Lucas Haurie
La inquisición healthy
Pensé que jamás lamentaría no haber nacido llanito pero ayer me levanté de la cama con una añoranza de pernoctación en Gibraltar, que es la manera más segura por aquí de apretarse un desayuno inglés, ese «fried» en el que un par de huevos y unos cuantos champiñones apenas asoman enterrados en bacón, morcilla de dos clases (black & white pudding) y salchichas. Como la sierra gaditana no queda lejos, daría tiempo de almorzar en Grazalema un chuletón sanguinolento de buey retinto y aún dejar sitio para cenar un plato de chacina onubense.

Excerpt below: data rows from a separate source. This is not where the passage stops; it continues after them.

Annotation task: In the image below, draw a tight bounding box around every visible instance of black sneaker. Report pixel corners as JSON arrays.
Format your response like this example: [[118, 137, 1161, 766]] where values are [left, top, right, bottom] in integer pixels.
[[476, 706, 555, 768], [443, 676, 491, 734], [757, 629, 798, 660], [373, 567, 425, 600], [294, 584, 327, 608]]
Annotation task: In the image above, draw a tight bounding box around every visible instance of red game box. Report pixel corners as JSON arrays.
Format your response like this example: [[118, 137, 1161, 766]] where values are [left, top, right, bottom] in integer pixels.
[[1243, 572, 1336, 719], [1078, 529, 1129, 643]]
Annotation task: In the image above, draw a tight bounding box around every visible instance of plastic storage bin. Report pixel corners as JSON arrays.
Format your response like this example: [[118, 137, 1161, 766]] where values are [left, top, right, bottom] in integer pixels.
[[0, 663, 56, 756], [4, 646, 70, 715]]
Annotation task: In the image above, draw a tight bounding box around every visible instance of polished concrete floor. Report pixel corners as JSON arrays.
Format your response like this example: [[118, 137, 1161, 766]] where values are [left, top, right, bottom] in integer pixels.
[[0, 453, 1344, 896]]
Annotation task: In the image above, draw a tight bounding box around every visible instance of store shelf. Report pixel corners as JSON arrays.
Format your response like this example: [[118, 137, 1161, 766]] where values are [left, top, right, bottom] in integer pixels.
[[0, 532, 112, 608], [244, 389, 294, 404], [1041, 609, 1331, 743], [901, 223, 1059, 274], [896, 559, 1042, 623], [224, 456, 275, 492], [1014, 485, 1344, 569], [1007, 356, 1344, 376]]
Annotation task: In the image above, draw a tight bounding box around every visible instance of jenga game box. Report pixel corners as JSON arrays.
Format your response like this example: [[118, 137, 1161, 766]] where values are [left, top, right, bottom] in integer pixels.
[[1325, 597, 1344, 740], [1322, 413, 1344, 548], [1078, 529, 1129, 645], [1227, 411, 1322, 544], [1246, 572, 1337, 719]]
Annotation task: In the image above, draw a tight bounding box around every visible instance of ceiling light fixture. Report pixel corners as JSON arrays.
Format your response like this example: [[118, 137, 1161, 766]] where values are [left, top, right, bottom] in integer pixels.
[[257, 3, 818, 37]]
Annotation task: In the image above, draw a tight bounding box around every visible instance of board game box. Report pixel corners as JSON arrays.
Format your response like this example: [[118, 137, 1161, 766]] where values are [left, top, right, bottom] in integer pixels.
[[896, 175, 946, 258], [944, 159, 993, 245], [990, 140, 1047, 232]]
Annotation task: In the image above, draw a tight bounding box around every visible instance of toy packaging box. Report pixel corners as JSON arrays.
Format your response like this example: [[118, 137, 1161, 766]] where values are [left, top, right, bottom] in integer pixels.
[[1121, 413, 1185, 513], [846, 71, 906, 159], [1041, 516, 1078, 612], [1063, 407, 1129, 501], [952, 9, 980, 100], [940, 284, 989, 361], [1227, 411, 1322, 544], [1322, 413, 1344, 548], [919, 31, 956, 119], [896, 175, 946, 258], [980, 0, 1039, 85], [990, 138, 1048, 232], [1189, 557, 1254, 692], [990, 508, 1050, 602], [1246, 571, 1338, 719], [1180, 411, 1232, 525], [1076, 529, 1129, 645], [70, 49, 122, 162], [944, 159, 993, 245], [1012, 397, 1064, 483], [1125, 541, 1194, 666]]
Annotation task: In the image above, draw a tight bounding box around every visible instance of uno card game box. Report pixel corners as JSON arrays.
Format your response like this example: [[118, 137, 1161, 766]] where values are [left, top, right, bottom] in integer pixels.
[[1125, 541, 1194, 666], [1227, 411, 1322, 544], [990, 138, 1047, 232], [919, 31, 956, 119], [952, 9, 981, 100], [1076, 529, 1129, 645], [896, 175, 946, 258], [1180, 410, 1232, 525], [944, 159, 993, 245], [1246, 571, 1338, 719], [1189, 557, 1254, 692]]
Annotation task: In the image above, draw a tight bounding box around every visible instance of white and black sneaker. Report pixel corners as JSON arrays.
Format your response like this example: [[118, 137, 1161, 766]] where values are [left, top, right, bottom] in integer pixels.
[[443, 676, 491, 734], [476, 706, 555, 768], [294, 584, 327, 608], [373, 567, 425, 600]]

Sólo a unos cabrones con pintas se les ocurre asociar semejantes manjares al cáncer, como ese canónico que impartía Religión en el colegio y nos advertía que se nos caerían las manos si practicábamos el vicio de Onán. Pues, a la salud de su inquisitorial alma, conservo las extremidades intactas y afirmo, como conspicuo pajillero, que jamás experimenté placer mayor que con el amor propio. Los predicadores de la vida saludable empeoran en una cosa a los curas preconciliares y a los imanes integristas: que mientras éstos meten miedo con el inconcreto más allá, aquéllos acojonan con algo tan delicado como la salud. Cargan ahora contra la carne, como en su momento lo hicieron contra el pescado azul, el aceite de oliva, el pan, los pasteles, el marisco, el vino, los pepinos, la mantequilla, el café... cualquier cosa con tal de no considerar a la población como adultos y libres de comer a su antojo. El temor infundido es la madre de la sumisión e igual que en la Camboya de Pol Pot estaba prohibido reír, en la Arcadia «healthy» de esta progresía hideputa se cumplirá la profecía de aquella canción de Pata Negra: «Todo lo que me gusta es ilegal, es inmoral o engorda».